Le considerazioni da fare, senza cadere nella semplificazione demagogica che si legge in rete, tuttavia, sono a mio avviso due: la prima riguarda il nostro approccio all’emergenza africana in loco: troppo poco. Anzi, forse si contano più i danni che i benefici del nostro impatto sull’economia africana: sfruttamento senza limiti, corruzione dei politici, danni all’ambiente e alla salute delle popolazioni locali. Qui ci vorrebbe una grande ammissione di colpevolezza e un ripensamento di un modello di sviluppo, il nostro, che aggiunge qualità alla nostra vita succhiandola dalle altre. Avete mai pensato alla fine che fanno i nostri rifiuti speciali? Non gli urbani, quelli industriali, per intedersi. Ad oggi, in Italia, non esiste un metodo certo di misurazione delle quantità prodotte e dei flussi in uscita. Chissà quanti di questi siano stati (e tuttora lo siano) inviati in Africa per lo smaltimento. Ma questo è solo un esempio. Il processo culturale sarebbe lungo e difficilmente porterebbe risultati veloci per arginare i flussi migratori, anche se sarebbe tremendamente necessario. L’altra considerazione, quella che costa ancora di più ammettere, è che chi scappa da una guerra o dalla miseria, dovrebbe avere il diritto ad una vita migliore. E questo diritto, un paese (l’Italia) o un’unione di paesi (L’Europa) che si dice fondata sui valori quali accoglienza, solidarietà, dovrebbe garantirlo. Dovremmo avere il coraggio di programmare l’immigrazione e toglierla di mano agli scafisti, ai criminali, alle mafie che sulla pelle dei disperati si arricchiscono come facevano gli schiavisti 400 anni fa. Flussi autorizzati e regolari di richiedenti asilo ma non solo, anche di chi vuole provare ad essere felice, a sognare. Solo così potremmo dire di preoccuparci seriamente di chi parte e magari non arriva, come quei settecento e forse più ragazzi e ragazze morti annegati, la cui colpa è stata quella di sognare un futuro migliore.

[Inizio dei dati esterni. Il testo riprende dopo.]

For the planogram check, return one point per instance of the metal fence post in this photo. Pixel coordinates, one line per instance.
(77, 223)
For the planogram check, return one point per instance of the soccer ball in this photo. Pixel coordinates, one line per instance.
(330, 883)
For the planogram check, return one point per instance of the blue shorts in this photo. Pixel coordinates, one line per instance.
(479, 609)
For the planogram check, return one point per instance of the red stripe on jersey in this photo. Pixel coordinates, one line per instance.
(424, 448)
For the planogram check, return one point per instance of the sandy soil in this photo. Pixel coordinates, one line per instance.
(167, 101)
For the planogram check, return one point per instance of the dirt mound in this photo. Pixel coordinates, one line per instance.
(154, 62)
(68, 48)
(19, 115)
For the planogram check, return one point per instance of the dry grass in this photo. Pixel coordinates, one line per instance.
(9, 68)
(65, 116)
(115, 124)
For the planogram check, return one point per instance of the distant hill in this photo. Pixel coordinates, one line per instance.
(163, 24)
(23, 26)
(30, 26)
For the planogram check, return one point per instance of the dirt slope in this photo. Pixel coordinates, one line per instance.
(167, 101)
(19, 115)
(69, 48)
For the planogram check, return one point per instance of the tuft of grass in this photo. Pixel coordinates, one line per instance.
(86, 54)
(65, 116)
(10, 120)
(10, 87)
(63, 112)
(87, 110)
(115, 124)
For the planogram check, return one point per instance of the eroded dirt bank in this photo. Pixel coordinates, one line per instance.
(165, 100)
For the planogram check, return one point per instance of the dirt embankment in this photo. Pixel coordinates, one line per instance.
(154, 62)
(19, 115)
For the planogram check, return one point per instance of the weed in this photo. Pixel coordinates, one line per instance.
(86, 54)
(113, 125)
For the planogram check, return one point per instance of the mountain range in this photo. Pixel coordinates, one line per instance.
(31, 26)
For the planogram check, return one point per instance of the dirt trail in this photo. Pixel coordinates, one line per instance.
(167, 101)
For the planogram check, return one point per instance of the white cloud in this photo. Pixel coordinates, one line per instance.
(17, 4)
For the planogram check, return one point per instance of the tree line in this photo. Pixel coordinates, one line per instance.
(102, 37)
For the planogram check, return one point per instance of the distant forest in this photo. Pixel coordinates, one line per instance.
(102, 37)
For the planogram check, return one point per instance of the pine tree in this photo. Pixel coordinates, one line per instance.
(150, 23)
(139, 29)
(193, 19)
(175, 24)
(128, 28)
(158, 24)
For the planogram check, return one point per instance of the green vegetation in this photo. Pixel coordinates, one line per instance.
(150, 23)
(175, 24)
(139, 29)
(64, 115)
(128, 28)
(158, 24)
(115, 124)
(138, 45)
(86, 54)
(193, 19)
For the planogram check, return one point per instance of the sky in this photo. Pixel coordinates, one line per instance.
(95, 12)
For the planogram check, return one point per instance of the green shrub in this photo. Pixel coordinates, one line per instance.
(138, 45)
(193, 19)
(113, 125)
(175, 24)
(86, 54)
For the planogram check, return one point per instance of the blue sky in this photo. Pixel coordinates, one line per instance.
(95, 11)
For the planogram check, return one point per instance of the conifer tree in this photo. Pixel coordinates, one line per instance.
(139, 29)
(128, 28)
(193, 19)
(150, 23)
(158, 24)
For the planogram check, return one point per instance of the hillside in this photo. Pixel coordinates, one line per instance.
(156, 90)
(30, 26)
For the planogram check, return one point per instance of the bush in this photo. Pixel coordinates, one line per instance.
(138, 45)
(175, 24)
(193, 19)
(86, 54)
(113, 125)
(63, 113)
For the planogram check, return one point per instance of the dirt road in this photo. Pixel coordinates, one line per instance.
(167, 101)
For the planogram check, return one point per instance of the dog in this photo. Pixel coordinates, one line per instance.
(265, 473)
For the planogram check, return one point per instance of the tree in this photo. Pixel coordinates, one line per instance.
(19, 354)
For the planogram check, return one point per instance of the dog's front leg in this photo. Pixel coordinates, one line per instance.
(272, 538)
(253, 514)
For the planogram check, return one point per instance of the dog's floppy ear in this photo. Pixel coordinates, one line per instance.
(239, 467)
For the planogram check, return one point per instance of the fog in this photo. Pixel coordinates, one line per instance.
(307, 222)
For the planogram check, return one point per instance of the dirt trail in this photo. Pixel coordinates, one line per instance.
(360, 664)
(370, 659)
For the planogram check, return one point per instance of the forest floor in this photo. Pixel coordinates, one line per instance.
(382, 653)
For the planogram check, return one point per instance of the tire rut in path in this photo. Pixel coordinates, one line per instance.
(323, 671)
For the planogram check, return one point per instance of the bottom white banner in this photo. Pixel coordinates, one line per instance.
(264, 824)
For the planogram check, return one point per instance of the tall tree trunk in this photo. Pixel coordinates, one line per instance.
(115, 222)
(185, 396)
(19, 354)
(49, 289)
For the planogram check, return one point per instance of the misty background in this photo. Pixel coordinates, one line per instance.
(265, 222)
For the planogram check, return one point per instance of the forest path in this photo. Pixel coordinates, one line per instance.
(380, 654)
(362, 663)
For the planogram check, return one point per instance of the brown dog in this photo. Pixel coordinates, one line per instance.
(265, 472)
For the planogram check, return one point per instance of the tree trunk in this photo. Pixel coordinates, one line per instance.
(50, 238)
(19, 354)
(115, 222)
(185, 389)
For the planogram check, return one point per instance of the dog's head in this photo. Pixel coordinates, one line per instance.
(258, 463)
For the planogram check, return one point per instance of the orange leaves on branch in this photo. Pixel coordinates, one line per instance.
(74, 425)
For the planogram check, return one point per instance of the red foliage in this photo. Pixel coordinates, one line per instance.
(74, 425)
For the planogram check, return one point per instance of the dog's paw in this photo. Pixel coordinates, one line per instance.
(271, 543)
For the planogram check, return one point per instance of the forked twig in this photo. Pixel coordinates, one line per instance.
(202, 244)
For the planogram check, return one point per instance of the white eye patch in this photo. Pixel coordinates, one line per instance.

Ps: ultima nota, dedicata ai tanti leoni da tastiera che ieri si sono divertiti con commenti del tipo “700 in meno”, “contenti i pesci”, ecc., ai quali propongo una lettura, sempre attuale.
Se questo è un uomo
Voi che vivete sicuri
nelle vostre tiepide case,
voi che trovate tornando a sera
il cibo caldo e visi amici:
Considerate se questo è un uomo
che lavora nel fango
che non conosce pace
che lotta per mezzo pane
che muore per un si o per un no.
Considerate se questa è una donna,
senza capelli e senza nome
senza più forza di ricordare
vuoti gli occhi e freddo il grembo
come una rana d’inverno.
Meditate che questo è stato:
vi comando queste parole.
Scolpitele nel vostro cuore
stando in casa andando per via,
coricandovi, alzandovi.
Ripetetele ai vostri figli.
O vi si sfaccia la casa,
la malattia vi impedisca,
i vostri nati torcano il viso da voi.